Saturday, 11 April 2015

András Handl: Tertullian on the Pericope Adulterae (John 7,53-8,11)

The longest and most mysterious New Testament interpolation is without doubt the Pericope Adulterae (PA) in the Gospel of John. Although scholars have puzzled about it for centuries, many questions still remain unanswered.
At first glance, Tertullian does not appear as being very helpful in this matter: not even with a single syllable did he refer to the PA. It is not surprising that his entire work has only been little involved in the discussion because he never addressed the story of the woman caught in adultery. But why? After all, he devoted a complete "treatise" to the topic of adultery and fornication! It is widely recognized that the De pudicitia is composed as a forensic oratory (genus iudiciale) but its implications are only rudimentarily taken into account. A rhetorical analysis shows that if he knew the passage, he could not have afforded to ignore it. Consequently, Tertullian did not remain silent about the PA because of a lack of interest. Rather, the PA was simply unknown in Carthage at his time!

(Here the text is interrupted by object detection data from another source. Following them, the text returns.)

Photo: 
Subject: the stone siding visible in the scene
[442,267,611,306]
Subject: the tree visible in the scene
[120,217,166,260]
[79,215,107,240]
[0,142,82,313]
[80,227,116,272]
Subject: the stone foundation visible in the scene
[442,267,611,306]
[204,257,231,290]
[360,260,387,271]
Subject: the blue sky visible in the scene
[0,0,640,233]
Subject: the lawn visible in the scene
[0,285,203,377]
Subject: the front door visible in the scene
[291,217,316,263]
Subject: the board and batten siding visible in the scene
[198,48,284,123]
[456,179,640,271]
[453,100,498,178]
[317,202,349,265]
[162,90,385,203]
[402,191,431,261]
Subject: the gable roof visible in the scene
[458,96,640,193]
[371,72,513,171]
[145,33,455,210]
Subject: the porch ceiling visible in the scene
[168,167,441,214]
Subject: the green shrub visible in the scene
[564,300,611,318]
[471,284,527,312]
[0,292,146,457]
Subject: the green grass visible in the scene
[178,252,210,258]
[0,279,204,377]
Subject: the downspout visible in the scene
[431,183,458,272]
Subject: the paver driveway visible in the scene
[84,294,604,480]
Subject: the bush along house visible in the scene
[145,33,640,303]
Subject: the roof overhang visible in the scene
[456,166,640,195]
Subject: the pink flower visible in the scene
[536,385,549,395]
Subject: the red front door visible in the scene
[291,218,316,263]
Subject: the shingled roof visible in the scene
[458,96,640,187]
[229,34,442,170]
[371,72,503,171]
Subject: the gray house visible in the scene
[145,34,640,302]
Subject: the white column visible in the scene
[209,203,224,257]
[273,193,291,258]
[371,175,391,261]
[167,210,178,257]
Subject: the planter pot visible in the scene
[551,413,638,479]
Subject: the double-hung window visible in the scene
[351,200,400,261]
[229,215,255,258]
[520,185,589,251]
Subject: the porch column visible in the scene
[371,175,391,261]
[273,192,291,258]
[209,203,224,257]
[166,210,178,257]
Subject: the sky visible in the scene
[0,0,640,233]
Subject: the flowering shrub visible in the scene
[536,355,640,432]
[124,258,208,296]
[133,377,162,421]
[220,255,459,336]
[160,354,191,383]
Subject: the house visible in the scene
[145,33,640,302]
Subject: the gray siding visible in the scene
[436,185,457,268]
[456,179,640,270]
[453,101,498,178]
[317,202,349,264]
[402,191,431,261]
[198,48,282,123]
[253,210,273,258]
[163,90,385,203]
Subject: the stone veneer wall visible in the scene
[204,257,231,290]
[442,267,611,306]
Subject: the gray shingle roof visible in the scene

In this talk, I will not only reconsider the reason for the abstinence of the PA in the works of Tertullian, particularly in De pudicita, but also emphasize the importance of the PA`s "Sitz im Leben" at the beginning of the 3rd century AD: The escalated controversy on adultery and fornication in Carthage as well as in Rome, plays a key role for the wider recognition and promotion of the story of the woman caught in adultery.